Pigging Out? A Tax Would Not Hamper Marcellus Shale Drillers

Pittsburgh Post-Gazette
1 September 2010

Last Friday the head of Pitt's Center for Healthy Environments and Communities said the emissions of hazardous chemicals into the air and water from wastewater ponds at Marcellus Shale gas wells were a cause for public concern.

Conrad Dan Volz told a seminar at the university's Graduate School of Public Health that, with thousands of wells and pumping stations soon to be in operation due to the natural gas boom in Pennsylvania, research is needed to gauge the health effects of contaminants like benzene, toluene and xylene that are being released in greater numbers from fluids that fracture the underground shale.

On the same day, the state Department of Environmental Protection said that 41 of the 74 companies drilling in the shale formations in the state missed the deadline for reporting the production levels of their wells. DEP plans to follow up and get the information required by law; the agency also may pursue enforcement actions.

These are only the latest two reasons why the Legislature should not drag its feet in passing a tax on Marcellus Shale drilling.

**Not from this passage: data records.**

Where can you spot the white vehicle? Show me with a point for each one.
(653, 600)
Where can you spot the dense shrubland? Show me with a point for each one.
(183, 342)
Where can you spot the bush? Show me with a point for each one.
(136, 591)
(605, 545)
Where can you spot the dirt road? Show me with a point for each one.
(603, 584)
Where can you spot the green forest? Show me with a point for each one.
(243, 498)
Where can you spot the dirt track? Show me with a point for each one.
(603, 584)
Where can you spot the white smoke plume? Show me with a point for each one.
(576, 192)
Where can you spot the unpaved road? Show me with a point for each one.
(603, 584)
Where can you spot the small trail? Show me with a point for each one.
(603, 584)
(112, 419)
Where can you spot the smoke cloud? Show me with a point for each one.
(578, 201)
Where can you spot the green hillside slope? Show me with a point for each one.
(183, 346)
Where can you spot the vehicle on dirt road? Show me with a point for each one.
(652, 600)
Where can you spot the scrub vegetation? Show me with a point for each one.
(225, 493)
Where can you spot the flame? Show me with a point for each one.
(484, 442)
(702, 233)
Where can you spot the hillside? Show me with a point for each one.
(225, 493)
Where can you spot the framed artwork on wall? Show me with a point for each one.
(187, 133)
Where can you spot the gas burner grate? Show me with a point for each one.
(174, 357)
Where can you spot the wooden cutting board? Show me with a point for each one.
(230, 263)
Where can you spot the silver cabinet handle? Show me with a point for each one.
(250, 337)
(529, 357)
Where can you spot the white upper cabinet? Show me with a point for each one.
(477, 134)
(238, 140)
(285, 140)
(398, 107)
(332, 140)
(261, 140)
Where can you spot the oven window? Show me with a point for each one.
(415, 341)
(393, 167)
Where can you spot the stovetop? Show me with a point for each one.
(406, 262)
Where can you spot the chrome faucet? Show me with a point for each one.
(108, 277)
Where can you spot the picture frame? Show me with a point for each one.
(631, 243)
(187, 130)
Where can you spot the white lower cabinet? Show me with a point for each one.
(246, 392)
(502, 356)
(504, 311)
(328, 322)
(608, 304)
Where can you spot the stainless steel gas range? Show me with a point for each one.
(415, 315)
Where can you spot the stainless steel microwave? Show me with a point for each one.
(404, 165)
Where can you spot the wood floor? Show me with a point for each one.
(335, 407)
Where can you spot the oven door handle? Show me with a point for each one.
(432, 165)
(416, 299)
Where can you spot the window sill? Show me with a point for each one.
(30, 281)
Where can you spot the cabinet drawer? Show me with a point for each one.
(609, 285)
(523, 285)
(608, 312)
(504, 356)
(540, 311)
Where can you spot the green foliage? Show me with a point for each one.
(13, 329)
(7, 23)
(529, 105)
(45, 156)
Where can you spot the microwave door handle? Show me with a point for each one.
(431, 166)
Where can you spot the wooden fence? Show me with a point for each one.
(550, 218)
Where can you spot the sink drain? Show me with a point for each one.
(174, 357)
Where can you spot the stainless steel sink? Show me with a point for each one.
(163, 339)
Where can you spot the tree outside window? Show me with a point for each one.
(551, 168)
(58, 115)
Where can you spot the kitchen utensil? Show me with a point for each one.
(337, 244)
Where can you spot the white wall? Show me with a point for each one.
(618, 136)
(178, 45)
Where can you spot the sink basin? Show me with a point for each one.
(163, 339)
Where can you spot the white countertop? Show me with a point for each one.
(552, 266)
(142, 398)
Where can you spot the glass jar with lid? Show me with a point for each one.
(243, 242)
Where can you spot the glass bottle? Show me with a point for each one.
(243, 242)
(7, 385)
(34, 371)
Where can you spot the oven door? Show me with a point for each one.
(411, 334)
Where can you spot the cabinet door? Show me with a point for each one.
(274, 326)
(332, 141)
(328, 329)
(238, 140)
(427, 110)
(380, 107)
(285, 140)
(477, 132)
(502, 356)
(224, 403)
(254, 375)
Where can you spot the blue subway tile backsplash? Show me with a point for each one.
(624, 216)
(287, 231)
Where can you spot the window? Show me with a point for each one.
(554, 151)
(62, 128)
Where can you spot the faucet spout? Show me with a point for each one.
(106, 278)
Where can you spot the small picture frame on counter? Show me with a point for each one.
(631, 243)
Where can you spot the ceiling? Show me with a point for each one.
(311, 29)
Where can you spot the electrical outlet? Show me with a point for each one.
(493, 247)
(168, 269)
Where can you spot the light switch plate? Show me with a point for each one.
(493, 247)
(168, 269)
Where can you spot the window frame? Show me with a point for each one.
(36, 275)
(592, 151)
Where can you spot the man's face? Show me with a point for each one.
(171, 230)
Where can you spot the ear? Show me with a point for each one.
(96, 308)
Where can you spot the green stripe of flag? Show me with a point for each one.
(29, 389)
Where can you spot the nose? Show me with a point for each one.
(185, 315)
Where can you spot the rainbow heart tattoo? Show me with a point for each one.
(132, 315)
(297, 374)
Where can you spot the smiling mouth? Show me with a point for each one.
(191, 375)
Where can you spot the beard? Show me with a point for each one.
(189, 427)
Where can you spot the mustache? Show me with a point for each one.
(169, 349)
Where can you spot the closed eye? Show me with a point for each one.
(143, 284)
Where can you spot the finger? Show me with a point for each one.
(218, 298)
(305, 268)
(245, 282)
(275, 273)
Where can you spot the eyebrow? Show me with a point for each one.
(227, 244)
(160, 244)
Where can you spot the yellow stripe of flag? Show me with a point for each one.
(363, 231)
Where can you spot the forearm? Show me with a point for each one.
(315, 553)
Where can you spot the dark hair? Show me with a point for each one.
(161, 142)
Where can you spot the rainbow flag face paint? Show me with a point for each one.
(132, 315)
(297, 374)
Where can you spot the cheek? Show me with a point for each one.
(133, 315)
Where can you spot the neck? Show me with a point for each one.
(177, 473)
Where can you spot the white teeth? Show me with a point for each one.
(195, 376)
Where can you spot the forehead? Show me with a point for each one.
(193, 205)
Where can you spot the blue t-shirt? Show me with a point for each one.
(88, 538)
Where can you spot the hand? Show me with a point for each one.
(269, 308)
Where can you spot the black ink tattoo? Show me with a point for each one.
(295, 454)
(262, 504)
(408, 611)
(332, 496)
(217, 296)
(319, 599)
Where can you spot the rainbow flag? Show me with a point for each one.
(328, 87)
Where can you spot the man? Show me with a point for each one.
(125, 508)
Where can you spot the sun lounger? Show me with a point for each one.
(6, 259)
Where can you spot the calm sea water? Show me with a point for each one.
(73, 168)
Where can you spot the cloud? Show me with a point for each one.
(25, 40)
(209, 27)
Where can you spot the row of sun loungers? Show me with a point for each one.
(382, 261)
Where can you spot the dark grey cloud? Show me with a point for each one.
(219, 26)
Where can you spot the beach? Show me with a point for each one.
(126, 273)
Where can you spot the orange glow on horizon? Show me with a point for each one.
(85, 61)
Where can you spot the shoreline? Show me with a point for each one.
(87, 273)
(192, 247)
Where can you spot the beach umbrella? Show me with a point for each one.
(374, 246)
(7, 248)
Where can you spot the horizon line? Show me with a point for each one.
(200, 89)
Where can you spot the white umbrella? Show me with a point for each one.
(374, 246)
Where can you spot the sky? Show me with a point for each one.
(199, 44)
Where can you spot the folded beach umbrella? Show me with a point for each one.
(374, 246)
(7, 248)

The revenue is needed to provide adequate oversight of this growing activity and to help mitigate damage that may come to local communities or the environment.

A tax, like the extraction taxes in other states, would also drive home the message that Pennsylvania wants a responsive and responsible drilling industry. Some of those in the industry and their allies in the Legislature argue that this "new" enterprise should not be strangled in the cradle with a state tax, before it can realize its potential as a jobs creator and an engine of economic activity.

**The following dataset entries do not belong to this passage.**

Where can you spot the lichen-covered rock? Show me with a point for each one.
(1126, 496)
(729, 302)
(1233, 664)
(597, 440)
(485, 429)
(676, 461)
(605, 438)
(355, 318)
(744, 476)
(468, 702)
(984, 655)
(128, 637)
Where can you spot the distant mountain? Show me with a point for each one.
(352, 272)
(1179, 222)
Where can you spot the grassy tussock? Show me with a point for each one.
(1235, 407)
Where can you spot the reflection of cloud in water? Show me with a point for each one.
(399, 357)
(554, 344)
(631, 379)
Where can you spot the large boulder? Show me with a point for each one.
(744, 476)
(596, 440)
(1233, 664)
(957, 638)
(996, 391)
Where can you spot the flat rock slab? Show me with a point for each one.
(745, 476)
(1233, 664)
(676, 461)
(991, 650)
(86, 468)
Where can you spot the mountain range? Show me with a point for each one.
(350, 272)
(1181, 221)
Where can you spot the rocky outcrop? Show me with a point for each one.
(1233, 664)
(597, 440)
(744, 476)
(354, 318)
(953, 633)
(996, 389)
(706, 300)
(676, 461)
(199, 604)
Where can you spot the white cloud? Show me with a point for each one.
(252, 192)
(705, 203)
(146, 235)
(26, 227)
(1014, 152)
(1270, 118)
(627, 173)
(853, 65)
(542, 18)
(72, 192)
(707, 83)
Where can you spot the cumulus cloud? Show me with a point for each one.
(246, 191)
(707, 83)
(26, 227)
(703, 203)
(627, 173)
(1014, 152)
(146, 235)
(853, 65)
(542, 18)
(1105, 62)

While the shale drilling is new to Pennsylvania, it is not new in other states, where many of the same companies have been extracting gas and paying taxes on it for years.

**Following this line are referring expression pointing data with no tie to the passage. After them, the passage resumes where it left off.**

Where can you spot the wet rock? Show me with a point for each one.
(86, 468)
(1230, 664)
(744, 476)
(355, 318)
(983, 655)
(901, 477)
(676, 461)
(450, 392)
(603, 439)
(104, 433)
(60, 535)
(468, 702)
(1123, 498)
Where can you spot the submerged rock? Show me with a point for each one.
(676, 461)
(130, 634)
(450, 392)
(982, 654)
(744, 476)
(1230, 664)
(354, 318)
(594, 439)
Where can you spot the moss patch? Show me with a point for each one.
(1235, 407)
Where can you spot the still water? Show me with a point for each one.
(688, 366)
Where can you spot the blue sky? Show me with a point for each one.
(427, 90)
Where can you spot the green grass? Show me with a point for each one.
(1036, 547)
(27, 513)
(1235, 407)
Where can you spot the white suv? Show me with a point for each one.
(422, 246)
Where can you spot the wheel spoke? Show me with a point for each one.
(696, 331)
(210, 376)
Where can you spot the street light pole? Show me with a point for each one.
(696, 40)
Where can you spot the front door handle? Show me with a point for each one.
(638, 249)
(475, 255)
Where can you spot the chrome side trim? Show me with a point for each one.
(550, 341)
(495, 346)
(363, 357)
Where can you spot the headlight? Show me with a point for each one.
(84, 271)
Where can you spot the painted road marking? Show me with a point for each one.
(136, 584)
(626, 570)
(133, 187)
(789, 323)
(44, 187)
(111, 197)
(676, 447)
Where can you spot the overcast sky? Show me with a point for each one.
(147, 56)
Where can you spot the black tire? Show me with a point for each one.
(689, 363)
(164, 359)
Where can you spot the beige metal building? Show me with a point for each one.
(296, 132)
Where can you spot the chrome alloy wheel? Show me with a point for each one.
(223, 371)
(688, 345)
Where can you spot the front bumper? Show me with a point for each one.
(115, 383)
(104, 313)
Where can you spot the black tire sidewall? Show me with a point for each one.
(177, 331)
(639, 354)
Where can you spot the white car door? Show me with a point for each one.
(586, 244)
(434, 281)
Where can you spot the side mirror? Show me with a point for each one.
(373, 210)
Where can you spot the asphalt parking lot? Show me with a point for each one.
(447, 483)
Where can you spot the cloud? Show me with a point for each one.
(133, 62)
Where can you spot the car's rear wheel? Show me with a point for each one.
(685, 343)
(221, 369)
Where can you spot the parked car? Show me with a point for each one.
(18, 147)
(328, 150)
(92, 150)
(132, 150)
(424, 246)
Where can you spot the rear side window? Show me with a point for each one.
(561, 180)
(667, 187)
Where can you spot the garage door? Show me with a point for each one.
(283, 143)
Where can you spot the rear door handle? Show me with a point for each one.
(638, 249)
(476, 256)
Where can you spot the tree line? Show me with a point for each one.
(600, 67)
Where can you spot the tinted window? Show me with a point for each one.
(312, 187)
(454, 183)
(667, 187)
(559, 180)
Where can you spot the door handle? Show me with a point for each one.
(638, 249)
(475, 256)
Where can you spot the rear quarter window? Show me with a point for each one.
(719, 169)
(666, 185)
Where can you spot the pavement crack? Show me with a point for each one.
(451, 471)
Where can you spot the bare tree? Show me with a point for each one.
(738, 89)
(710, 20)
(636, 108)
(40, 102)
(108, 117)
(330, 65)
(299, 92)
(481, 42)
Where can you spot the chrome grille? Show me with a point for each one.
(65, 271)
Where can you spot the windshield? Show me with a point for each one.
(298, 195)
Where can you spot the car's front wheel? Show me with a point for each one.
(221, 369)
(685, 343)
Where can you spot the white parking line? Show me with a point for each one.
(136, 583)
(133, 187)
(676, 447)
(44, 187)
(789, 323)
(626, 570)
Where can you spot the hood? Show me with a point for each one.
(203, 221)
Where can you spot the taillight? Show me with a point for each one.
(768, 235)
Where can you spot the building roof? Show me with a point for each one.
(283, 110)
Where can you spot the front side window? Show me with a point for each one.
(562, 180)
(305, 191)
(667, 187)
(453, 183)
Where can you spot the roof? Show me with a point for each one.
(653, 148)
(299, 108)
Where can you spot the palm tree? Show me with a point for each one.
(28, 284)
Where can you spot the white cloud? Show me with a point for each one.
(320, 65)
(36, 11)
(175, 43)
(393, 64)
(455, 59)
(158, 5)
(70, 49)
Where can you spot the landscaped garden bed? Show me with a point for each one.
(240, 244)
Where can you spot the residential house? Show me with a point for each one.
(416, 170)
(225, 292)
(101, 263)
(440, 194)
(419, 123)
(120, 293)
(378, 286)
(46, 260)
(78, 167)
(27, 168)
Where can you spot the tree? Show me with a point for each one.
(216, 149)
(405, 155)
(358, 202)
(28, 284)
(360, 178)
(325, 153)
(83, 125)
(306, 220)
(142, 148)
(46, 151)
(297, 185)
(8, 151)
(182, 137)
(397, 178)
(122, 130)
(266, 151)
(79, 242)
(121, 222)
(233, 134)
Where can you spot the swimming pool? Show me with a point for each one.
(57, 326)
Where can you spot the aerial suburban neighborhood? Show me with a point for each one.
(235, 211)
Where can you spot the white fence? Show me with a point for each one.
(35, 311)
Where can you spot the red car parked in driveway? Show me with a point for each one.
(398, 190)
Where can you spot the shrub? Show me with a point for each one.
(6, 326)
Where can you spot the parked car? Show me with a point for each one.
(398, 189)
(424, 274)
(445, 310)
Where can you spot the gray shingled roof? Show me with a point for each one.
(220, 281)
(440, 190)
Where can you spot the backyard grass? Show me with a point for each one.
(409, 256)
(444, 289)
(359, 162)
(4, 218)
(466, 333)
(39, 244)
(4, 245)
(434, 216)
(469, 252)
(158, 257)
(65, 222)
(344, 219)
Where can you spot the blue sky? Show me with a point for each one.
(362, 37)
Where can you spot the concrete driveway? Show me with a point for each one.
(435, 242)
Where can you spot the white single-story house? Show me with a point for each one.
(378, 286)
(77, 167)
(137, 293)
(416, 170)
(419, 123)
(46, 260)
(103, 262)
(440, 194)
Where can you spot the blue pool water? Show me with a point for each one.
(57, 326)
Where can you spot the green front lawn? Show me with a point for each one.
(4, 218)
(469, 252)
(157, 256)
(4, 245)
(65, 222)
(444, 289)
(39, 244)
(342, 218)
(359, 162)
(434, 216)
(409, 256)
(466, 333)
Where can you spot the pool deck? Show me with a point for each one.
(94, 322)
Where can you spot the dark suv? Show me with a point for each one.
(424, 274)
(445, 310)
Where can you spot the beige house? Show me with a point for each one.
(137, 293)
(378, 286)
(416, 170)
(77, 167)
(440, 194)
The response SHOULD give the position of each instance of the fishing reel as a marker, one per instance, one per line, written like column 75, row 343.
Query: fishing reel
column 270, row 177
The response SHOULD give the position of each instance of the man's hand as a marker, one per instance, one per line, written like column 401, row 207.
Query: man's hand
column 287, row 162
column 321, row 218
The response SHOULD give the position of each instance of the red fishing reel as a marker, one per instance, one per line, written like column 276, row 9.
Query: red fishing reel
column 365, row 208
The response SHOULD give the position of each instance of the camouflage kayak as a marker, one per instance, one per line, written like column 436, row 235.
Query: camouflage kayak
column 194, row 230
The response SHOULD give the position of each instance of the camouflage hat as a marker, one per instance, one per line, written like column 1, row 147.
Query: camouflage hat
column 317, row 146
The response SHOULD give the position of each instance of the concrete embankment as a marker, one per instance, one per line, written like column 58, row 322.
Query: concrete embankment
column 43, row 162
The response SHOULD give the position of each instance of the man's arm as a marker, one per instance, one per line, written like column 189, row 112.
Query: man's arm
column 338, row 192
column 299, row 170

One of those is Fort Worth, Texas-based Range Resources, which opened a division at Southpointe to oversee its work here. Like other corporate citizens, Range has gotten involved in the community, spending $100,000 this year at the Washington County fair's livestock auction. The company spent $36,000 alone on a prize pig, which fair officials said set a state record. The drilling firm then donated the animals back to the fair so they could be auctioned a second time to raise money for scholarships.

Range Resources is sponsoring a $100,000 scholarship program for youths in the Pennsylvania Future Farmers of America to give $1,000 awards to 100 Pennsylvania students next year. While such benefits (cynics would call them payoffs) highlight what the industry can do for communities, they also demonstrate that the companies can afford to pay the same kind of tax they are used to paying in other states.

A $36,000 pig -- or tax revenue to pay regulators to monitor drillers whose pollutants, in the words of Dr. Volz, deserve close inspection? We know what most Pennsylvanians would choose.